Lazy programmers aren't the only ones stung by scanf. It's not uncommon to see people trying to read float or double values using %d, for example. They're usually mistaken in believing that the implementation will perform some kind of conversion behind the scenes, which would make sense because similar conversions happen throughout the rest of the language, but that's not the case here. As I said earlier, scanf and friends (and indeed the rest of C) are deceptive; they seem succinct and idiomatic but they aren't.
Inexperienced programmers aren't forced to consider the success of the operation. Suppose the user enters something entirely non-numeric when we've told scanf to read and convert a sequence of decimal digits using %d. The only way we can intercept such erroneous data is to check the return value, and how often do we bother checking the return value?
Much like fgets, when scanf and friends fail to read what they're told to read, the stream will be left in an unusual state;
In the case of fgets, if there isn't sufficient space to store a complete line, then the remainder of the line left unread might be erroneously treated as though it's a new line when it isn't.

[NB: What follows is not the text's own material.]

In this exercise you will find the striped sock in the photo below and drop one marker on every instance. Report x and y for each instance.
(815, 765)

In the case of scanf and friends, a conversion failed as documented above, the erroneous data is left unread on the stream and might be erroneously treated as though it's part of a different field.

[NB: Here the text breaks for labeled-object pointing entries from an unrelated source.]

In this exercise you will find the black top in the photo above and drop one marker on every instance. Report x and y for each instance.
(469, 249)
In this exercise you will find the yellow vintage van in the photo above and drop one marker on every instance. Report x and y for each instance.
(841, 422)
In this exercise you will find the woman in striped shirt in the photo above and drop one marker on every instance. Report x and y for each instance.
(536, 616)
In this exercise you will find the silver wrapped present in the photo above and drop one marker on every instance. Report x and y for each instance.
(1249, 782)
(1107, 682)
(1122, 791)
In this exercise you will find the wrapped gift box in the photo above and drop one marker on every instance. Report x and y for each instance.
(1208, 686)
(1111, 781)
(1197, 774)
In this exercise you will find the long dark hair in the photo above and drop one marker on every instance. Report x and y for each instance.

It's no easier to use scanf and friends than to use fgets. If we check for success by looking for a '\n' when we're using fgets or by inspecting the return value when we use scanf and friends, and we find that we've read an incomplete line using fgets or failed to read a field using scanf, then we're faced with the same reality: We're likely to discard input (usually up until and including the next newline)! Yuuuuuuck!

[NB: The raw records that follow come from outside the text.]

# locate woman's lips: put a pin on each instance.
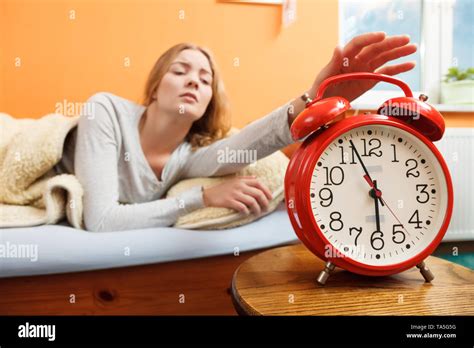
(189, 98)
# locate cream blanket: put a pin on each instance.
(31, 193)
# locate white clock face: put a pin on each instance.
(409, 179)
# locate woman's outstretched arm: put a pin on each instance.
(367, 52)
(96, 167)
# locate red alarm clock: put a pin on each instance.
(371, 193)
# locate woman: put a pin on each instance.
(130, 153)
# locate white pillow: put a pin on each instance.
(269, 170)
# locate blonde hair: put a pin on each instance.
(215, 122)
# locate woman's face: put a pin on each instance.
(186, 87)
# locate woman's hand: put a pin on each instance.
(243, 193)
(364, 53)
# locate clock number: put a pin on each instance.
(344, 156)
(409, 171)
(399, 234)
(331, 178)
(324, 199)
(417, 221)
(335, 221)
(423, 190)
(358, 234)
(372, 151)
(376, 237)
(394, 153)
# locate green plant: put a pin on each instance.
(456, 74)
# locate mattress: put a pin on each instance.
(49, 249)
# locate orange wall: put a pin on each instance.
(72, 59)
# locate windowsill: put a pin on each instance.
(439, 107)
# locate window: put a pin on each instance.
(442, 29)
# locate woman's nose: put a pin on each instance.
(192, 82)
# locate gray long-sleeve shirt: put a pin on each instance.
(121, 191)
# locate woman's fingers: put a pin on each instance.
(353, 48)
(259, 195)
(396, 69)
(389, 43)
(256, 183)
(240, 207)
(396, 53)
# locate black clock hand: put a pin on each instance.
(376, 200)
(367, 177)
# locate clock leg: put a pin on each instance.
(324, 275)
(425, 271)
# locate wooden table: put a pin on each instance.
(154, 289)
(282, 281)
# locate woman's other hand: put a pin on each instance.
(364, 53)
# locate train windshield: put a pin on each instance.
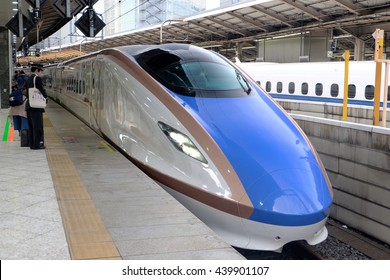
(201, 74)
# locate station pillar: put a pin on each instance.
(359, 50)
(5, 66)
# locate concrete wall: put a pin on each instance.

Unfortunately, scanf both simultaneously makes it hard (non-intuitive) and easy (fewest keystrokes) to discard input in this way. Faced with this reality of discarding user input, some have tried scanf("%*[^\n]%*c");, not realising that the %*[^\n] delegate will fail when it encounters nothing but a newline, and hence the newline will still be left on the stream.
A slight adaptation, by separating the two format delegates and we see some success here: scanf("%*[^\n]"); getchar();. Try doing that with so few keystrokes using some other tool ;)
There is one big problem with scanf-like functions - the lack of any type safety. That is, you can code this:
int i;
scanf("%10s", &i);
Hell, even this is "fine":
scanf("%10s", i);
It's worse than printf-like functions, because scanf expects a pointer, so crashes are more likely.
Sure, there are some format-specifier checkers out there, but, those are not perfect and well, they are not part of the language or the standard library.